According to Dr Martin Stoelen, a lecturer in robotics at Plymouth University and head of the Soft and Adaptive Robotics lab, the robot has different cameras with different functions.

“The ‘global’ cameras identify the fruits whilst the ‘local’ cameras support the final stages of the harvesting,” he said.

Software-based AI-visualisation techniques then help the robot identify those raspberries which meet the standards set by supermarkets in terms of ripeness, size, colour and other parameters, added Stoelen, who is also an Associate Professor at the Western Norway University of Applied Sciences.

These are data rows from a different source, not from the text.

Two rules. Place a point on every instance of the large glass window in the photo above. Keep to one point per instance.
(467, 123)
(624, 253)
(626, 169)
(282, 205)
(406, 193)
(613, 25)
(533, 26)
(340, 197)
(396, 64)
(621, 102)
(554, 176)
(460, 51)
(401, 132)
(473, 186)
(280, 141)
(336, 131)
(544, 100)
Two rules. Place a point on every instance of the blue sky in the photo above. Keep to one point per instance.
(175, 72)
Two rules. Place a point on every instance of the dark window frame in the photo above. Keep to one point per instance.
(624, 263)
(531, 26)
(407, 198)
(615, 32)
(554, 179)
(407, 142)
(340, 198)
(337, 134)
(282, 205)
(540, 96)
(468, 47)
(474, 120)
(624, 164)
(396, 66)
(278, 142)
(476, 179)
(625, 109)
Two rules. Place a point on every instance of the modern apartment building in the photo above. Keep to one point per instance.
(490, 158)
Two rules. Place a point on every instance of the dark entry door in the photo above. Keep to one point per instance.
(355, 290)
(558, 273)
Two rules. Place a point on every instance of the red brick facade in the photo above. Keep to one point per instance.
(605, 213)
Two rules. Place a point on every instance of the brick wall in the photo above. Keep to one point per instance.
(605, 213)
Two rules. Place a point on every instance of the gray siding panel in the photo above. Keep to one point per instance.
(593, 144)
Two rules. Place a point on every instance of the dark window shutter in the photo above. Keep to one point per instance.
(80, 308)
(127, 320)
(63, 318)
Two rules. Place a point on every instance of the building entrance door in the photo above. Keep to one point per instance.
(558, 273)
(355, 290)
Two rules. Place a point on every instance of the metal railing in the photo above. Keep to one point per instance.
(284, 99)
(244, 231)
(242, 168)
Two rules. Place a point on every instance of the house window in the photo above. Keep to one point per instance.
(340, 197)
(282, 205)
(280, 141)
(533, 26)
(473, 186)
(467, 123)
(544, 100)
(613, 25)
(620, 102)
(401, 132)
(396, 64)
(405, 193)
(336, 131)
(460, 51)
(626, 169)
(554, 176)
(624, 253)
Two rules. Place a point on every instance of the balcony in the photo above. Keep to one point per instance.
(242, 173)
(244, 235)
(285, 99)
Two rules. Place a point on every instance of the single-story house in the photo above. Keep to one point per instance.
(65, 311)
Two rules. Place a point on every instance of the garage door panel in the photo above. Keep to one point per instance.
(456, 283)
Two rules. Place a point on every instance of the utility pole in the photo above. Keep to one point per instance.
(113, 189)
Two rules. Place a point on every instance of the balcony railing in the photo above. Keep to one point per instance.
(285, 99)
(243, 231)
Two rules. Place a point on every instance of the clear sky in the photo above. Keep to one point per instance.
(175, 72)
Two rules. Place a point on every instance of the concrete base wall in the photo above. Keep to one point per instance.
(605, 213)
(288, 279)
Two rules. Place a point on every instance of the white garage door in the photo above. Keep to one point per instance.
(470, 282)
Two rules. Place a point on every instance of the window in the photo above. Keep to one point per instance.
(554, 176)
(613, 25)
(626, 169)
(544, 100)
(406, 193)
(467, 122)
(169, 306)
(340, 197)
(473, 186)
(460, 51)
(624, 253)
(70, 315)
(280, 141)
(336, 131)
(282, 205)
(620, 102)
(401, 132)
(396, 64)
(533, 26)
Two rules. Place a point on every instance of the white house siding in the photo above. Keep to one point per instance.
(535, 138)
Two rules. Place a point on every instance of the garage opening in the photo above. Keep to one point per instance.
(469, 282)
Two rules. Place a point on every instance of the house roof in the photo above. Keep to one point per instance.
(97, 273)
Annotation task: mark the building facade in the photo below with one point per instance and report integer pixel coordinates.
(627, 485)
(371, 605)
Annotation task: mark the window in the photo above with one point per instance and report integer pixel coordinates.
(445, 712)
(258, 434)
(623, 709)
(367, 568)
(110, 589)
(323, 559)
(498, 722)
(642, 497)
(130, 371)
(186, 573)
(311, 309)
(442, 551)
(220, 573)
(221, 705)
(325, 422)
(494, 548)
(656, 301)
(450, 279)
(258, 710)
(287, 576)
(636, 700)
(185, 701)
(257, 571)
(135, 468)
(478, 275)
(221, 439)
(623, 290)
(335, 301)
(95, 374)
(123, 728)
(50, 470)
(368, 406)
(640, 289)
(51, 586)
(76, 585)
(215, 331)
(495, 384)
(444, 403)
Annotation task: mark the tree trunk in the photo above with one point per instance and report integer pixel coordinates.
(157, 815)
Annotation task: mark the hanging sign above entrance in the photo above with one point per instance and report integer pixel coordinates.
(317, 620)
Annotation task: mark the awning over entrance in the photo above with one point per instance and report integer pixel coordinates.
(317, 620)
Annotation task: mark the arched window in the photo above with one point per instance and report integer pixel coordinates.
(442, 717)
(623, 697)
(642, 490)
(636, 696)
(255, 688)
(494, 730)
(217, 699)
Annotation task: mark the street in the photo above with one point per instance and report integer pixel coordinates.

Arms can be added to the modular robot depending on requirements. Stoelen said the current limitation is the size of the bushes which have been grown to maximise the picking efficiency of human harvesters.

“Our goal is to guarantee growers do not lose out because of the shortfall in human labour,” he said. “This labour shortfall was estimated at between 15 per cent to 30 per cent pre-Covid 19.”

To pick the fruit, the robot’s grippers apply the right force for each species of raspberry and the robot can also let growers know how much unripened fruit remains on the bush.

Each robot will be battery operated and the autonomy will vary with the amount and capacity of the batteries. “We are testing different approaches to optimise cost versus autonomy,” Stoelen said.

The plan is to have them running for a minimum of 20 hours a day, although in theory they could operate around the clock, he added.

The agreement with Bosch was brokered by Frontier IP, Plymouth University’s commercialisation partner.

“Our team is focused on improvements to the technology and reducing cost,” said Stoelen. “Bosch will get the technology ready for manufacture and many other aspects needed to commercialise the robots, such as error handling.”